Hi;
A couple more questions:
·
Although sec. 8 says that the
interface for controlling/managing an existent activity is out-of-scope, it
clearly overlaps with the BES interface (in particular, the query and cancel
operations). Given this overlap I’m wondering how much of the
activity’s WSDL interface will effectively be redundant with the BES
interface.

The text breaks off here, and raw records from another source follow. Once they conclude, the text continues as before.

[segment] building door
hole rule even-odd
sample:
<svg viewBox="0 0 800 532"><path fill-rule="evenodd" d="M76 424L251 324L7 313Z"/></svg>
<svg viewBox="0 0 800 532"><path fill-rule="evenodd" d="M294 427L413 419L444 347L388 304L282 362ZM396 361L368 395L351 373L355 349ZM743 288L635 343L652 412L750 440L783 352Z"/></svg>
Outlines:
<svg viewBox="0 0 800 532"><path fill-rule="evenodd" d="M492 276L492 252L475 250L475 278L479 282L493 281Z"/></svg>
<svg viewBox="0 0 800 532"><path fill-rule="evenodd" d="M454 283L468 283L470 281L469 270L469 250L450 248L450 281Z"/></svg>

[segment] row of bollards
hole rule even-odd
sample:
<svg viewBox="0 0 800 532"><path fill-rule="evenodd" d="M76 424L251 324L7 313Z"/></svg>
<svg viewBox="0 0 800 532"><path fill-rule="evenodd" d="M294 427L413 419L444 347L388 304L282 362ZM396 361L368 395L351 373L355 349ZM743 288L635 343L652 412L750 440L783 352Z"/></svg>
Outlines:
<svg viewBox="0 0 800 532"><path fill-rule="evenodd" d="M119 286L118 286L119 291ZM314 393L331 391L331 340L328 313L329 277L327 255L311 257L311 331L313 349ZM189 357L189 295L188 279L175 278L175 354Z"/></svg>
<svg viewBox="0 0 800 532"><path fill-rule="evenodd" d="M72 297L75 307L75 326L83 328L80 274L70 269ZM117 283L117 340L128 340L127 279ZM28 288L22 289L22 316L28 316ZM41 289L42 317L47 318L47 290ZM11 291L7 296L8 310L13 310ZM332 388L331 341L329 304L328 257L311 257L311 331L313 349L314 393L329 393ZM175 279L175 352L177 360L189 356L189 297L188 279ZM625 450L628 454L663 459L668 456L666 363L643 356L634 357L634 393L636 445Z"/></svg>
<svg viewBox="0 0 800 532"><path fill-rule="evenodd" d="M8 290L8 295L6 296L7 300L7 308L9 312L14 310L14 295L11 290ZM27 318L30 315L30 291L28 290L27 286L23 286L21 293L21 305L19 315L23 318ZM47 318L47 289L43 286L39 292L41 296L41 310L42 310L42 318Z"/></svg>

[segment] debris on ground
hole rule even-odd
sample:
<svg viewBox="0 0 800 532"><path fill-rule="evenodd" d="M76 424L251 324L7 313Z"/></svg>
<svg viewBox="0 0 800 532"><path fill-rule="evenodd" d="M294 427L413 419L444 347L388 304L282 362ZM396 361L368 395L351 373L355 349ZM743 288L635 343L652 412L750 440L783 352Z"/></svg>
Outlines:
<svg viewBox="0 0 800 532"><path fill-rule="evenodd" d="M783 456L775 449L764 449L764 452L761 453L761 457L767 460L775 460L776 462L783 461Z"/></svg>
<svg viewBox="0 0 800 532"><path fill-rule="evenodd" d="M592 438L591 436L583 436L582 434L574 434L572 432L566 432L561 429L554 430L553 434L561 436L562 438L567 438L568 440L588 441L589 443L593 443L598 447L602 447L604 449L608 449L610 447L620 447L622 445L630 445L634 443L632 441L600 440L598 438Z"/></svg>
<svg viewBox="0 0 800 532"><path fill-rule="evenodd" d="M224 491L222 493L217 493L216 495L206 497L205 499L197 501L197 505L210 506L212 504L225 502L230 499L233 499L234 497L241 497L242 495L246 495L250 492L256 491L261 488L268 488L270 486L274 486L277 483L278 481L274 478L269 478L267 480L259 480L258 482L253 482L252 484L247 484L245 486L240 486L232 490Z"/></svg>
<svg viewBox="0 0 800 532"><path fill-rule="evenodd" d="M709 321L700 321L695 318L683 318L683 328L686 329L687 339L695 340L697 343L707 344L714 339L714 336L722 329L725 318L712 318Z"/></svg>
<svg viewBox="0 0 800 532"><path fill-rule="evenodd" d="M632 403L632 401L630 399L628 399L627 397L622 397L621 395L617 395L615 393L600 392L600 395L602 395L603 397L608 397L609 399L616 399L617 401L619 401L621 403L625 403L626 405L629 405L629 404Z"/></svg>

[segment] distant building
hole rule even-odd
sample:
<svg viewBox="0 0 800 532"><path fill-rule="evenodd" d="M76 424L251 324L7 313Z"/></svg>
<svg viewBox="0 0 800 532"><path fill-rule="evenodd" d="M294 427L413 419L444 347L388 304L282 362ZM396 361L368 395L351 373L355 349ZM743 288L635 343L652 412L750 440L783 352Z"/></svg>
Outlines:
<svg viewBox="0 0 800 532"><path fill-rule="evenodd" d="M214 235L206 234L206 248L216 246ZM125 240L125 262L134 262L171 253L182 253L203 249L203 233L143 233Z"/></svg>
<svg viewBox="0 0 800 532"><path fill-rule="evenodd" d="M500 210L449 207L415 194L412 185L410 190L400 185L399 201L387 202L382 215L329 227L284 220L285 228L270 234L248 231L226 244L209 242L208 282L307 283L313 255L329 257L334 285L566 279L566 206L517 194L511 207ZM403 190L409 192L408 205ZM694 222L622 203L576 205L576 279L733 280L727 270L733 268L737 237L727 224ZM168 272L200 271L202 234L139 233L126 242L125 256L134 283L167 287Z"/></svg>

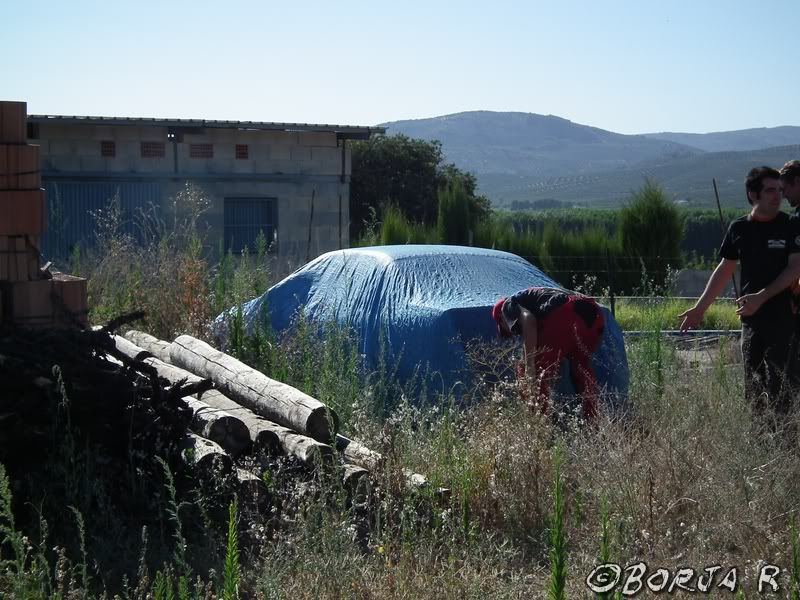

Moreover, services wanting to support array operations on
activities will effectively need to support the full activity WSDL in any case
since otherwise it will be impossible to achieve the desired batching for those
operations.
·
This leads me to wonder whether a
separate WSDL for activity interaction is really appropriate since it will
require that the two specifications be kept continuously synchronized and one
will effectively be a strict subset of the other.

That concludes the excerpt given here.